During the drill in the pine forest outside Prescott, the men of Granite Mountain needed to prove that they were capable of using all the skills needed to control fires of varying sizes. With Steed’s orders in hand, they broke into action.

Heavy aluminum cabinets creaked open. On one side of the buggy men found their Pulaskis—ax-adze combinations that are the signature tool of wildland firefighters—and rhinos, a burlier version of a hoe. On the opposite side, the sawyers unloaded their chainsaws while the swampers passed out red liter bottles of extra gas and oil to each crewman. On a busy day, a sawyer can go through more than twenty liters of fuel, and all the hotshots shared the burden of the extra weight. Within minutes, Granite Mountain was ready to go. With food, a jacket, files for sharpening tools, parachute cord for tying up whatever needs to be tied up in the woods, flares for lighting backfires, a lighter, a file, spare chains or chainsaw air filters, eight quarts of water, and half a dozen other random items, each man’s pack weighed forty-five pounds or more. Then there were the things they carried in their hands.

As the hotshots scurried around the buggy, one of the senior firefighters plunked down a five-gallon plastic-lined cardboard box of water at Grant’s feet. The cubie, as it was called, weighed another forty-five pounds. Steed and the squad bosses knew the hotshots wouldn’t need the additional water that day. Grant was given the cubie to prove that he could handle the extra weight.

Grant threaded his tool through the cubie’s plastic handle, hauled the box to his shoulder like a bindle, and took his place in the single-file line that had formed behind Steed. The sawyers hiked closest to Steed, with the swampers following behind and the scrape toward the back. A squad boss took up the rear and scolded any hotshot who slowed down, to keep the long line of men from pulling apart and squeezing back together.

Steed hiked faster than most people jog. His strides were long and steady, his weight slightly forward and centered over his knees. For twenty minutes, the crew hammered uphill along a two-track dirt road. Soon, sweat soaked through the men’s yellow shirts and the hotshots heard nothing more than the sound of their own breathing.

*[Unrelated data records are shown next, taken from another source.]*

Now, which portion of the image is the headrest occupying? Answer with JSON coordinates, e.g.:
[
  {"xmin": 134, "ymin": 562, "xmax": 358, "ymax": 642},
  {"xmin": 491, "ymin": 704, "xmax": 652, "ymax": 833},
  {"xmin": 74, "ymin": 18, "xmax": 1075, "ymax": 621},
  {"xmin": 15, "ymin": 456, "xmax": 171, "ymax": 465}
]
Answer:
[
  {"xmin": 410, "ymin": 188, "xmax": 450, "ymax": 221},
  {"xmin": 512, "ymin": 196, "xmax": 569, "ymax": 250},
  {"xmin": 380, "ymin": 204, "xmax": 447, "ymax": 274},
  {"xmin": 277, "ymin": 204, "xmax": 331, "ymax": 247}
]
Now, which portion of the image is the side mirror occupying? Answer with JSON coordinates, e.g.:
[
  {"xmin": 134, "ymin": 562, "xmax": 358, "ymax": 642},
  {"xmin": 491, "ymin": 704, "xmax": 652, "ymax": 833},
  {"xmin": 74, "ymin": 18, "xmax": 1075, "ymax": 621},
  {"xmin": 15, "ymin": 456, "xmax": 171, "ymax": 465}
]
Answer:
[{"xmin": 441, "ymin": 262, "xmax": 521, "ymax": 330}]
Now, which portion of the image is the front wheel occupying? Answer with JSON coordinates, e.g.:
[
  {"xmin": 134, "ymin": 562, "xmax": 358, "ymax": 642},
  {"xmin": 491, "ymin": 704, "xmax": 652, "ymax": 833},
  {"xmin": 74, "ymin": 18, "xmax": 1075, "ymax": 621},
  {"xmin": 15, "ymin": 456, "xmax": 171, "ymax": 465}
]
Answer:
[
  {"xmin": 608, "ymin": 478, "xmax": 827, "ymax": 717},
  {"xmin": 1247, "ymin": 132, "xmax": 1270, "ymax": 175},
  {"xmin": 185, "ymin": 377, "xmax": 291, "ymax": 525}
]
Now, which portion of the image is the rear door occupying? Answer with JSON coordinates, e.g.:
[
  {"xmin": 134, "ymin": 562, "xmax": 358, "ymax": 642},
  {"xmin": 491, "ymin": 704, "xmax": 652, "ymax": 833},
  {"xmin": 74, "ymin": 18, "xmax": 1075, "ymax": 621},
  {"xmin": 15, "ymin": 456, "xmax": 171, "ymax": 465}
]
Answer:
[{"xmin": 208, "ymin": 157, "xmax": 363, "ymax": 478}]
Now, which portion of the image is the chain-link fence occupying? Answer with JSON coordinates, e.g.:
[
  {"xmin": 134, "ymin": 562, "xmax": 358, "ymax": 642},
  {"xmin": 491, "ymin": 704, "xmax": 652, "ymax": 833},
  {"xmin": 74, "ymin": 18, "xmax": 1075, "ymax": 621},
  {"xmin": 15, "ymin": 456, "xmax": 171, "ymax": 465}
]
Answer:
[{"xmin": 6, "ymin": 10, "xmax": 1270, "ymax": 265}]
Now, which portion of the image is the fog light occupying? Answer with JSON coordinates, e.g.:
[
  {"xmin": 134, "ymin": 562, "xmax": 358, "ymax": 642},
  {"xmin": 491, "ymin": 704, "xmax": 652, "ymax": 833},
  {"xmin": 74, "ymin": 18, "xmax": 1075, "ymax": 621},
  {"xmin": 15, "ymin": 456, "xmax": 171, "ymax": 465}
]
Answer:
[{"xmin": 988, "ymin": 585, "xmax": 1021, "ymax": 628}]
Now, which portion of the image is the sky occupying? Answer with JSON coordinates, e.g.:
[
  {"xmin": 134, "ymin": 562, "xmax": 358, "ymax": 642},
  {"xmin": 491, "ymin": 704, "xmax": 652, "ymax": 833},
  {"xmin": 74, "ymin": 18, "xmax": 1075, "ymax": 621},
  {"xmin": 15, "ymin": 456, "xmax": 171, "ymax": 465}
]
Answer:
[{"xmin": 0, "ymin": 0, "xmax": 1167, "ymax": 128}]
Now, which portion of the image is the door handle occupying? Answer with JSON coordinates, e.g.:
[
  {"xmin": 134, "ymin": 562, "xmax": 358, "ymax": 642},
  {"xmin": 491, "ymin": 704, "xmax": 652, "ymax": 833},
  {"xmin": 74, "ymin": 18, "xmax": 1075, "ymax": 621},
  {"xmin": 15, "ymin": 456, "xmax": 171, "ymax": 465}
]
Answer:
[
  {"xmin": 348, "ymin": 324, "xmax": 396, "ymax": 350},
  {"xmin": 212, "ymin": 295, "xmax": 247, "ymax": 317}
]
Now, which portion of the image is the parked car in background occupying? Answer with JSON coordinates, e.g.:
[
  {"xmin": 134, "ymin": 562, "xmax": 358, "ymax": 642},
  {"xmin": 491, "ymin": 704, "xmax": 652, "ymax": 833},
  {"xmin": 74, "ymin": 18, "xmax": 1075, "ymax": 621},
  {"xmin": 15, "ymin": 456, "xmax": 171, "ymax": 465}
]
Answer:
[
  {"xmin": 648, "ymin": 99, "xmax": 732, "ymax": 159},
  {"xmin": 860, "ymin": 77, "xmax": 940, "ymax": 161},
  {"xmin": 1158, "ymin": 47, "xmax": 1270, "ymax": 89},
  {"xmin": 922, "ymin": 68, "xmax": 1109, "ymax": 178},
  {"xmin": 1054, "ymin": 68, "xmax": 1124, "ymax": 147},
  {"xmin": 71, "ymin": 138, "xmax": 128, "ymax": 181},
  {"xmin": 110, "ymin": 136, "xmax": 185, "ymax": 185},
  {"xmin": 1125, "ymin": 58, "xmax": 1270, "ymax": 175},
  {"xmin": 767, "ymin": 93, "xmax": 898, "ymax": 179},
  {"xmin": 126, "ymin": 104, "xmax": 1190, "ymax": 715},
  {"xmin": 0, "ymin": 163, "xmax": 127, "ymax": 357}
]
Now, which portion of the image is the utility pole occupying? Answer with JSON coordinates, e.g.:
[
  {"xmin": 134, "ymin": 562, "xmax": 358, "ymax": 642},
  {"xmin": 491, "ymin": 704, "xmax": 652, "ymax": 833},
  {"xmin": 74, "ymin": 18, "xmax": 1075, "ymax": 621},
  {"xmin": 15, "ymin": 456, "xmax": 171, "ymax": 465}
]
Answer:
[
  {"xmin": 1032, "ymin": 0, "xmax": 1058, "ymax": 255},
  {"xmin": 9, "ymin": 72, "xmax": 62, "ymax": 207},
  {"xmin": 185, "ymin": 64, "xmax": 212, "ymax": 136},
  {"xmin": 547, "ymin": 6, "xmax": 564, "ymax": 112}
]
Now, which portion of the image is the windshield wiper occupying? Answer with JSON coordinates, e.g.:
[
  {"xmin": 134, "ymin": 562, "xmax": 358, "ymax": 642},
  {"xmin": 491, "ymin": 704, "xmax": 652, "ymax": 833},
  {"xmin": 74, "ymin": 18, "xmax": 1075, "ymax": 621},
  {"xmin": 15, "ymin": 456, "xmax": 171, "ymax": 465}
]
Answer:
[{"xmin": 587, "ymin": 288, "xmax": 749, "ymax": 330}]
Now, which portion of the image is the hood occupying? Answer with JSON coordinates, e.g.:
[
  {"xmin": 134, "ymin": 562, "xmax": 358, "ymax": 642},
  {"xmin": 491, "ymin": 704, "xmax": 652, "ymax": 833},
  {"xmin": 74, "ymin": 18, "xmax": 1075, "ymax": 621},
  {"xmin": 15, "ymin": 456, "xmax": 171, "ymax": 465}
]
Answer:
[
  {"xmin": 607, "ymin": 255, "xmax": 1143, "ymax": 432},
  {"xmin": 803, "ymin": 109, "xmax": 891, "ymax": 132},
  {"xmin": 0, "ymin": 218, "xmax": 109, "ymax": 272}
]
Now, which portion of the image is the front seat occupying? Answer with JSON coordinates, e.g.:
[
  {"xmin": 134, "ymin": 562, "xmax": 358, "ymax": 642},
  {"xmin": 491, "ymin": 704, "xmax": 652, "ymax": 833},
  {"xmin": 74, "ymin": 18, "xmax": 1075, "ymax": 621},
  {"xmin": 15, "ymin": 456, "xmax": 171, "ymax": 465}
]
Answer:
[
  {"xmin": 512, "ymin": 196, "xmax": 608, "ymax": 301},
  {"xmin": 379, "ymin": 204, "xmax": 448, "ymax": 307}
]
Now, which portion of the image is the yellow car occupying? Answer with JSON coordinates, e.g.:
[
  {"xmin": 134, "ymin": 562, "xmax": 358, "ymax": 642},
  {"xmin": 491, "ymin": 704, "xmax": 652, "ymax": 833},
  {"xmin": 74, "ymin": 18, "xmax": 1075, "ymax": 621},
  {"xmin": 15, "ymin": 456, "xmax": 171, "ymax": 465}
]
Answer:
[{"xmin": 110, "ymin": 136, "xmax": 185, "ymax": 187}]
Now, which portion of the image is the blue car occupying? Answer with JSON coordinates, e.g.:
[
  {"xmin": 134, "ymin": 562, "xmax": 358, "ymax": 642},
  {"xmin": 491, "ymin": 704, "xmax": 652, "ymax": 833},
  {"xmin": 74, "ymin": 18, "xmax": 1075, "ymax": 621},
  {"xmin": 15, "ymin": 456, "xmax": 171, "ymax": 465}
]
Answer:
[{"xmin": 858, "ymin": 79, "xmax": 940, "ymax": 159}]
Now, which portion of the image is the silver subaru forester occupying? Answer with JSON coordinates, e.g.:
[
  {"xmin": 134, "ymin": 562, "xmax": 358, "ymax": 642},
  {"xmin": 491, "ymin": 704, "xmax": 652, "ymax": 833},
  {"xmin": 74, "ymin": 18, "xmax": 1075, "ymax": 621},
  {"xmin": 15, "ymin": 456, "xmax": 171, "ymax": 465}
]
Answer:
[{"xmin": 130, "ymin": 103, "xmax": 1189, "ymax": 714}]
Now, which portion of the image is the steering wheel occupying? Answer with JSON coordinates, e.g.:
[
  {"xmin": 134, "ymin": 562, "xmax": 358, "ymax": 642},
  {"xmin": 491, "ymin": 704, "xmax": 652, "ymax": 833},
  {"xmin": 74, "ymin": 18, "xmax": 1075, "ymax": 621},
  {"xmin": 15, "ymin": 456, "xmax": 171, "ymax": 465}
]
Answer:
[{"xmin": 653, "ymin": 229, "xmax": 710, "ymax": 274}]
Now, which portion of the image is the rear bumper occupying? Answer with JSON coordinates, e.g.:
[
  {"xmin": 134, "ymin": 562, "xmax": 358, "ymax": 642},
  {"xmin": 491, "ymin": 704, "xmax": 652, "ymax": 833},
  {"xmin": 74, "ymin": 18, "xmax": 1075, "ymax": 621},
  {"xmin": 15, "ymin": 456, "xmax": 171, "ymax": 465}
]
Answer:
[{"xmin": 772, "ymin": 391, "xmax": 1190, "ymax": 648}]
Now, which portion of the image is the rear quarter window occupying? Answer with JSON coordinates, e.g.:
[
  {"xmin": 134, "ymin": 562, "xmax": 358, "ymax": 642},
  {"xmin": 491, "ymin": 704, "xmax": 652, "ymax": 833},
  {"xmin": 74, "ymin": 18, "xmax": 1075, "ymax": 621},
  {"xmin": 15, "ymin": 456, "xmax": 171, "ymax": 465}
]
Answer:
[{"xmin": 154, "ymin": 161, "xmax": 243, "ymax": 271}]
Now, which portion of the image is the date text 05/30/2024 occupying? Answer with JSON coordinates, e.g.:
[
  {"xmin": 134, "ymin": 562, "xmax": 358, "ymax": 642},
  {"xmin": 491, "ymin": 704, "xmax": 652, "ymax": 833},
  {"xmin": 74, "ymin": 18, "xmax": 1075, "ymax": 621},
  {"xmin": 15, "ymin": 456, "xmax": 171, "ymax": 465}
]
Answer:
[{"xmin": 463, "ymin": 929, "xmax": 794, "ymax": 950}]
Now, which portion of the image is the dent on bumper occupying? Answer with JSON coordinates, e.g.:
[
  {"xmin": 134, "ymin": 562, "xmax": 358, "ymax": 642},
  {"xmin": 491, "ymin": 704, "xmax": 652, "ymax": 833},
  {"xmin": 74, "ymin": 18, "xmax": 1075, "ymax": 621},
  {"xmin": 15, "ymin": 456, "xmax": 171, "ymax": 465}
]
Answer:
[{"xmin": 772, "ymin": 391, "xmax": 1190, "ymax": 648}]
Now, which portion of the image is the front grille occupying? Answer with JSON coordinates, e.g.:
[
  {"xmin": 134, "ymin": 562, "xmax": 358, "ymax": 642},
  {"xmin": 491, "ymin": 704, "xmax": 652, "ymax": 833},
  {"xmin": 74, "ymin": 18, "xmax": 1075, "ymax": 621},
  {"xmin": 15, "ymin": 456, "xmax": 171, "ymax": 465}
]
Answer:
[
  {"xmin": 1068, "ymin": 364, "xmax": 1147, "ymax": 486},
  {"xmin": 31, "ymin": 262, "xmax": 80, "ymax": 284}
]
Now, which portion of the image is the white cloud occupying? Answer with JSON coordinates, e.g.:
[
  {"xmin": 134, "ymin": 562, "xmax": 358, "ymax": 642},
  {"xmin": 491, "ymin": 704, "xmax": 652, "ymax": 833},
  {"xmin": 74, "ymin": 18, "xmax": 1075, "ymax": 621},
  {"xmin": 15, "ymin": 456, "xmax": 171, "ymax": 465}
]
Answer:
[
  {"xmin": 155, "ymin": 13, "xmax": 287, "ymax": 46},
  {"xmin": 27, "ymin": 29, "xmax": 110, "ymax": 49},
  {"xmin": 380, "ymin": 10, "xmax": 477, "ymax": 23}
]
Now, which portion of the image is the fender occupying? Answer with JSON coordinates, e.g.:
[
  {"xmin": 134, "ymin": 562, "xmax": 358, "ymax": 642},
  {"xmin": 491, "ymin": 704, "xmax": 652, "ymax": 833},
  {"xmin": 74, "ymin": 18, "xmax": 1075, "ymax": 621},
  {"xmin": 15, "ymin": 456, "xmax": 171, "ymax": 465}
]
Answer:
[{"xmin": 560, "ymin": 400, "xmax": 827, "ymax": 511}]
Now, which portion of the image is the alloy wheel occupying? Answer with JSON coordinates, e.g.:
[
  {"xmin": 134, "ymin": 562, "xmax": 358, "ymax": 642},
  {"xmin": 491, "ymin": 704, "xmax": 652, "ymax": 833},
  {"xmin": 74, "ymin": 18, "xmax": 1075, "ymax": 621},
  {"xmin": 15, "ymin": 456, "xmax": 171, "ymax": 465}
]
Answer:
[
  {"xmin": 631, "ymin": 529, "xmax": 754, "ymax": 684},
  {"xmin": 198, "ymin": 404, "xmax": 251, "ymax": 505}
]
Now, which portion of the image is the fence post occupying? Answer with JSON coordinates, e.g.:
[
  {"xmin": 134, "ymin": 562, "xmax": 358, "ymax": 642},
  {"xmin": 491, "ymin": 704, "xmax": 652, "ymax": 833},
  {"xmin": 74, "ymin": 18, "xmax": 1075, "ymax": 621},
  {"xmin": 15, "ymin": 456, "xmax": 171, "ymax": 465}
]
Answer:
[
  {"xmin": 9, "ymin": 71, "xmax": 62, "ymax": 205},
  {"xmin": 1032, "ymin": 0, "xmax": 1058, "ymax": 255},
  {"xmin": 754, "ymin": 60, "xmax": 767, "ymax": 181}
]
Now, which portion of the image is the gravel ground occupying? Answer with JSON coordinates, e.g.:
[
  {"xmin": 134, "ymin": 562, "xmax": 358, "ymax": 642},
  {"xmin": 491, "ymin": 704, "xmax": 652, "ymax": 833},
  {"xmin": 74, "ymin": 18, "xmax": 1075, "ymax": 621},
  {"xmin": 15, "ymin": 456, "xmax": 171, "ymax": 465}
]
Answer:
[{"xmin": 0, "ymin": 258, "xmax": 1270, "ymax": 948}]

Not long into the hike, Steed’s oppressively fast pace broke the rookie John Percin, Jr. He’d wrenched his knee during training and pulled up lame during the hike. One of the squad bosses bawled at him
to catch up to the others, but Percin balked. The hike proved too painful. He dropped out, and a lead firefighter led him back down the hill to the trucks. Percin’s knee would take more than a month to heal, and he wouldn’t work with the hotshots again until the last week of June.

The rest of the crew didn’t pause. They kept racing to their objective: the series of pink plastic strips of flagging tied to tree branches to mark the fire’s perimeter. Grant, with the extra weight of the cubie, was struggling to keep up, and finally he, too, peeled off from the single-file line and dropped to his knee, gasping for air. With his face inches above the sun-baked pine needles, their sweet vanilla smell drowned out by the sheer volume of air sucking into his nostrils, Grant returned to the question he’d been asking himself for weeks now:
What was I thinking volunteering to chase a fitness-obsessed ex-Marine up the side of a mountain?

Grant’s goal was to help people as a medic—not save forests that he wasn’t particularly fond of anyway. He’d camped only three times, ever, and found the experience to be little more than an exercise in discomfort.

Grant grew up a latchkey kid in Orange County, California. His home life was rocky and he started taking pills in high school. Unhappy with his life’s direction, he moved to Prescott as a sophomore in high school to live with his aunt and uncle, Linda and David Caldwell, and his older cousins, Bob and Taylor. Still, even in a more stable home, it took Grant a couple of years to straighten out. He had to repeat his junior year of high school. Eventually, he stopped abusing pills and even went on to use his own experience to teach Drug Abuse Resistance Education. After graduating, he started taking EMT classes at Prescott’s Yavapai College and fell in love with Leah Fine, a pretty blonde he’d met through a friend and who had a shared interest in running.